To evaluate HRQL in patients with COPD alone compared with those with both COPD and continuing GERD symptoms.
A questionnaire-based, cross-sectional survey was performed. Subjects were recruited from the outpatient pulmonary clinics at the University of Florida Health Science Center/Jacksonville. Included patients had an established diagnosis of COPD. Exclusion criteria were respiratory disorders other than COPD, known esophageal disease, active peptic ulcer disease, Zollinger-Ellison syndrome, mastocytosis, scleroderma, and current alcohol abuse. Those meeting the criteria and agreeing to participate were asked to complete the Mayo Clinic GERQ and SF-36 questionnaires, by either personal or telephone interview. Clinically significant reflux was defined as heartburn and/or acid regurgitation weekly. Study patients were divided into two groups for HRQL analysis based on the GERQ response: COPD+/GERD+ and COPD only. Statistical analysis was performed using the Mann-Whitney-Wilcoxon T test for unequal variables and linear regression was performed using ANOVA. All data are expressed as mean and standard deviation.

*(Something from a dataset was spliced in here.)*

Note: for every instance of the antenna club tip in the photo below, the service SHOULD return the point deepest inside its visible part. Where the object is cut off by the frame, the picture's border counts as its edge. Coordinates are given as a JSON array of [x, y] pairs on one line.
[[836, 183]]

Eighty-six patients completed both questionnaires. Males were 55% and COPD+/GERD+ patients comprised 37% of the study group. Compared with COPD only, HRQL was reduced across all measures for the COPD+ GERD+ patients and achieved significance for bodily pain (P < 0.02), mental health (P < 0.05), and physical component score (P < 0.05).

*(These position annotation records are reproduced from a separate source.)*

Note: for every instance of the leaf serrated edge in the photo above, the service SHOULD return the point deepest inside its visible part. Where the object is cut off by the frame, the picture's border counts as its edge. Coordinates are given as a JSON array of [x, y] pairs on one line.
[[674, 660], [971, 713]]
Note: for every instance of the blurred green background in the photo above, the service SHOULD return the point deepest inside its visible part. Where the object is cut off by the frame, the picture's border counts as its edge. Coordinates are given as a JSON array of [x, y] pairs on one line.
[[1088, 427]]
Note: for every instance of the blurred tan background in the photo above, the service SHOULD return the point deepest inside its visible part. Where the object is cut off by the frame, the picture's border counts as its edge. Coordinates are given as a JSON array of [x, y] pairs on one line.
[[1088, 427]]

Patients with COPD and continuing GERD symptoms have reduced HRQL in comparison with those with COPD alone.
胃食管反流病(GERD)对慢性阻塞性肺疾病(COPD)患者健康相关生活质量(HRQL)的影响从未被评估过。
评估单独患有 COPD 的患者与同时患有 COPD 和持续 GERD 症状的患者的 HRQL。
进行了一项基于问卷调查的横断面调查。研究对象是佛罗里达大学健康科学中心/杰克逊维尔分校的门诊肺诊所招募的。纳入的患者有明确的 COPD 诊断。排除标准为除 COPD 以外的呼吸系统疾病、已知的食管疾病、活动性消化性溃疡病、卓-艾综合征、肥大细胞增多症、硬皮病和当前酗酒。符合标准并同意参与的患者被要求通过个人或电话访谈完成梅奥诊所 GERQ 和 SF-36 问卷。每周有烧心和/或酸反流的被定义为有临床意义的反流。研究患者根据 GERQ 反应分为两组进行 HRQL 分析:COPD+/GERD+和 COPD 仅。使用非参数 Mann-Whitney-Wilcoxon T 检验进行统计分析不等变量,使用 ANOVA 进行线性回归。所有数据均表示为平均值和标准差。
86 名患者完成了两份问卷。男性占 55%,COPD+/GERD+患者占研究组的 37%。与 COPD 仅相比,COPD+GERD+患者的所有 HRQL 测量指标均降低,躯体疼痛(P<0.02)、心理健康(P<0.05)和生理成分评分(P<0.05)均有统计学意义。
与单纯 COPD 患者相比,持续存在 GERD 症状的 COPD 患者的 HRQL 降低。